Re: [sched,rcu] b84c4e08143: +3.1% will-it-scale.per_thread_ops

Paul E. McKenney Mon, 21 Apr 2014 18:51:23 -0700

On Sat, Apr 19, 2014 at 04:11:46PM +0800, Fengguang Wu wrote:
> On Thu, Apr 17, 2014 at 06:55:03AM -0700, Paul E. McKenney wrote:
> > On Thu, Apr 17, 2014 at 12:03:53PM +0800, Fengguang Wu wrote:
> > > Hi Paul,
> > > 
> > > FYI, this improves will-it-scale/open1 throughput.
> > 
> > Cool!  Not a planned benefit, but I will take it.  ;-)
> > 
> > > git://git.kernel.org/pub/scm/linux/kernel/git/paulmck/linux-rcu.git 
> > > dev.2014.04.14a
> > > commit b84c4e08143c98dad4b4d139f08db0b98b0d3ec4 ("sched,rcu: Make 
> > > cond_resched() report RCU quiescent states")
> > 
> > But how should I read the data below?  I see lots of positive percentages
> > and lots of negative percentages for the delta, and all near zero for
> > standard deviation.  Is the overall improvement an average of these or
> > some such?  What is being measured?
> 
> There are a lot of things being measured, which are shown after each
> "TOTAL".  For example, to get an overview of the report:


OK, let me see if I understand this...

> grep "TOTAL" this_email
> 
>      563496 ~ 0%      +3.1%     581059 ~ 0%  TOTAL 
> will-it-scale.per_thread_ops
>      756894 ~ 0%      +2.8%     778452 ~ 0%  TOTAL 
> will-it-scale.per_process_ops

These two look like improvements, albeit small ones.

>        0.57 ~ 0%      -2.7%       0.55 ~ 0%  TOTAL will-it-scale.scalability

This one looks like a degradation, again small.

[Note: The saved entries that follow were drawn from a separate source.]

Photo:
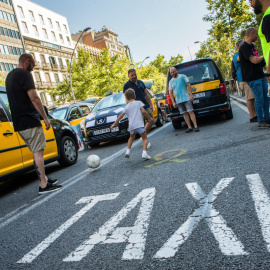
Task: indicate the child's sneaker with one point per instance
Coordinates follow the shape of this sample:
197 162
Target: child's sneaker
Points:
145 156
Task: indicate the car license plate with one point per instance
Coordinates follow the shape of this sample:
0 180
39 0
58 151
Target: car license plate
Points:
198 95
105 130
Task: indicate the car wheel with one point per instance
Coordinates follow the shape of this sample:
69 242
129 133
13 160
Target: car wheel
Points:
68 152
176 124
159 122
229 114
94 144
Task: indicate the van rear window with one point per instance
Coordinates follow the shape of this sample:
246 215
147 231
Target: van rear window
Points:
198 72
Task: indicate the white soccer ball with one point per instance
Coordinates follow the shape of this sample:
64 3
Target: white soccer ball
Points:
93 161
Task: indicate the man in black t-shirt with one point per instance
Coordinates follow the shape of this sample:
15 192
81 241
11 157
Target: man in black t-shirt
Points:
26 108
252 72
142 95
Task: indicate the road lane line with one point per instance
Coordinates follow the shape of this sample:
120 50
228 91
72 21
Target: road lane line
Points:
227 240
109 233
74 180
262 205
91 202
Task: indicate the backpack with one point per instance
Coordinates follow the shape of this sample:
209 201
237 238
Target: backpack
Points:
233 71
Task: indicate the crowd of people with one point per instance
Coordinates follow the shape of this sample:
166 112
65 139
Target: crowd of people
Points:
252 80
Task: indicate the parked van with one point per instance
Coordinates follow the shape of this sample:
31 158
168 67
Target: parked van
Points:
211 97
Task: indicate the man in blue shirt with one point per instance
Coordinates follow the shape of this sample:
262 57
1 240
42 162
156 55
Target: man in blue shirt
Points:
183 98
244 87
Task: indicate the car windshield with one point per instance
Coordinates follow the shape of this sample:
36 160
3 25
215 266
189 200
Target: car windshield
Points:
110 101
60 113
148 84
198 72
160 96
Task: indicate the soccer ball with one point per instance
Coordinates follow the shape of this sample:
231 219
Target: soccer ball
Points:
93 161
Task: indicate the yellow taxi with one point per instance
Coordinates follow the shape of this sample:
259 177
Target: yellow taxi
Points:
15 156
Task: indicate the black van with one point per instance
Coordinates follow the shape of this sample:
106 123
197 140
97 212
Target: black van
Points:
211 96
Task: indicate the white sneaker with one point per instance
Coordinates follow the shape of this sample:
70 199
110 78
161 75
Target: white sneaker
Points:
145 156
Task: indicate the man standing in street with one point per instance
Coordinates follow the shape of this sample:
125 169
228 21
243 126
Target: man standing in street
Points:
183 98
244 86
142 95
26 108
260 6
252 72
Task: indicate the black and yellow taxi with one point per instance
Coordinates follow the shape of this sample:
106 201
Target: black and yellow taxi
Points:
15 156
211 97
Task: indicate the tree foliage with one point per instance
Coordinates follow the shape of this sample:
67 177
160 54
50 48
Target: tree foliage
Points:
229 21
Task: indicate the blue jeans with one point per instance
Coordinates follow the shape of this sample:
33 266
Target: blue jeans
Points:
260 91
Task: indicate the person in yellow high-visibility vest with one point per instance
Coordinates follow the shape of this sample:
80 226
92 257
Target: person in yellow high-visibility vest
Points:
260 6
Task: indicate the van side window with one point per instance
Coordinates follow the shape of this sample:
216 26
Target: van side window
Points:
3 116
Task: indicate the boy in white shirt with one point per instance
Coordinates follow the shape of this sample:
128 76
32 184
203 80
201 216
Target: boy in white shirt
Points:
135 112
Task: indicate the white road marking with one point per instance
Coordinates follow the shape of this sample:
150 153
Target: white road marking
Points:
228 242
262 205
91 202
73 180
109 233
243 107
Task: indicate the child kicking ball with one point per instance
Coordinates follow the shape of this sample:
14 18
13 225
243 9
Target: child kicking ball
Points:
135 112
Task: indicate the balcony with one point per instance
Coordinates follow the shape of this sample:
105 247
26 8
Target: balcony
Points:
55 67
38 65
64 69
46 66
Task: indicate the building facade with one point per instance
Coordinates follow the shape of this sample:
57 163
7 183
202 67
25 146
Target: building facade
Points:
104 39
11 44
47 37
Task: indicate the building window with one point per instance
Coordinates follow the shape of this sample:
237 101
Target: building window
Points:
50 22
61 38
25 28
32 17
53 36
45 33
66 30
58 26
35 31
56 77
21 12
68 40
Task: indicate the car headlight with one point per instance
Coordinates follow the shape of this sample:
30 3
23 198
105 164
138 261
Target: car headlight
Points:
82 126
124 119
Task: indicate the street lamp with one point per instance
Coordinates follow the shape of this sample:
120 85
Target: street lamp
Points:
144 60
85 30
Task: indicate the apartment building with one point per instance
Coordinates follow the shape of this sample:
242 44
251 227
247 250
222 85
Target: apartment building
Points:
11 45
47 37
106 38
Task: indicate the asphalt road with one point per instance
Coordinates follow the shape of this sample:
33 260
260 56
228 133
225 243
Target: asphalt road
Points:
201 202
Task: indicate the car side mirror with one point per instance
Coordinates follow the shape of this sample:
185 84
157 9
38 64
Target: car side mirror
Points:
72 116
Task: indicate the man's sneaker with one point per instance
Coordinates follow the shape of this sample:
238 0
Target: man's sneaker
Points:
145 156
49 188
263 125
52 181
189 130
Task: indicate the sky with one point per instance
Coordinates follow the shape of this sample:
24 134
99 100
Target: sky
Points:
148 27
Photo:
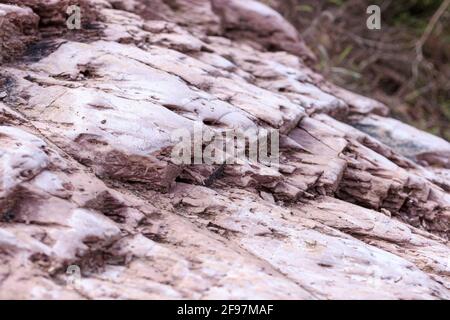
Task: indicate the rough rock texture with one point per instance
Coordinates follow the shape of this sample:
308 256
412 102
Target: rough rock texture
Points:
358 208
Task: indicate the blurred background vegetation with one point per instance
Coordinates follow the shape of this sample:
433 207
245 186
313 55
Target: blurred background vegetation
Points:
406 64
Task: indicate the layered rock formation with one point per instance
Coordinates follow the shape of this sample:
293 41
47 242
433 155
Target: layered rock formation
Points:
359 206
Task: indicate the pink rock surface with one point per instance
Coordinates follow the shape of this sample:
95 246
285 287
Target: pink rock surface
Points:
86 177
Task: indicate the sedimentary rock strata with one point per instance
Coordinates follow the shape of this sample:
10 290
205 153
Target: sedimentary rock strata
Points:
359 206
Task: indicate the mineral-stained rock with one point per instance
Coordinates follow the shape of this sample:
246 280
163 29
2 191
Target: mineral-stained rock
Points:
18 27
357 207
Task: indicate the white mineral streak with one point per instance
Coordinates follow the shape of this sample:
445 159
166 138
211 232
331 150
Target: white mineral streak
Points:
359 207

>      346764 ~ 2%     -74.0%      90164 ~ 1%  TOTAL 
> slabinfo.kmalloc-256.active_objs
>       10837 ~ 2%     -73.9%       2824 ~ 1%  TOTAL 
> slabinfo.kmalloc-256.active_slabs
>       10837 ~ 2%     -73.9%       2824 ~ 1%  TOTAL 
> slabinfo.kmalloc-256.num_slabs
>      346821 ~ 2%     -73.9%      90393 ~ 1%  TOTAL 
> slabinfo.kmalloc-256.num_objs
>      105961 ~ 1%     -63.0%      39153 ~ 1%  TOTAL meminfo.SUnreclaim
>       26432 ~ 1%     -62.9%       9814 ~ 1%  TOTAL 
> proc-vmstat.nr_slab_unreclaimable

The above all look great -- about the same amount of work done with a
lot less work on the part of the Linux kernel's memory-management system.

>       87318 ~ 0%    +130.0%     200809 ~ 0%  TOTAL softirqs.RCU

This one is not so good, as RCU is consuming more time an energy for
roughly the same amount of work.

>      140354 ~ 1%     -47.6%      73490 ~ 0%  TOTAL meminfo.Slab
>       77391 ~ 1%     -46.7%      41235 ~ 2%  TOTAL cpuidle.C6-NHM.usage
>       38368 ~ 2%     -37.6%      23954 ~ 2%  TOTAL softirqs.SCHED
>        1.24 ~ 4%     -35.4%       0.80 ~ 3%  TOTAL 
> perf-profile.cpu-cycles.do_notify_resume.int_signal.close

These look like improvements, again less work for a given level of
throughput.

>        1.43 ~ 4%     +41.9%       2.03 ~ 4%  TOTAL 
> perf-profile.cpu-cycles.rcu_process_callbacks.__do_softirq.irq_exit.smp_apic_timer_in

This is another aspect of RCU working harder.  One good thing is that
there is less work per invocation.  This could be consistent with shorter
RCU grace-period latencies, which would generally be a good thing.
(And yes, I still owe you RCU grace-period-latency measurements!)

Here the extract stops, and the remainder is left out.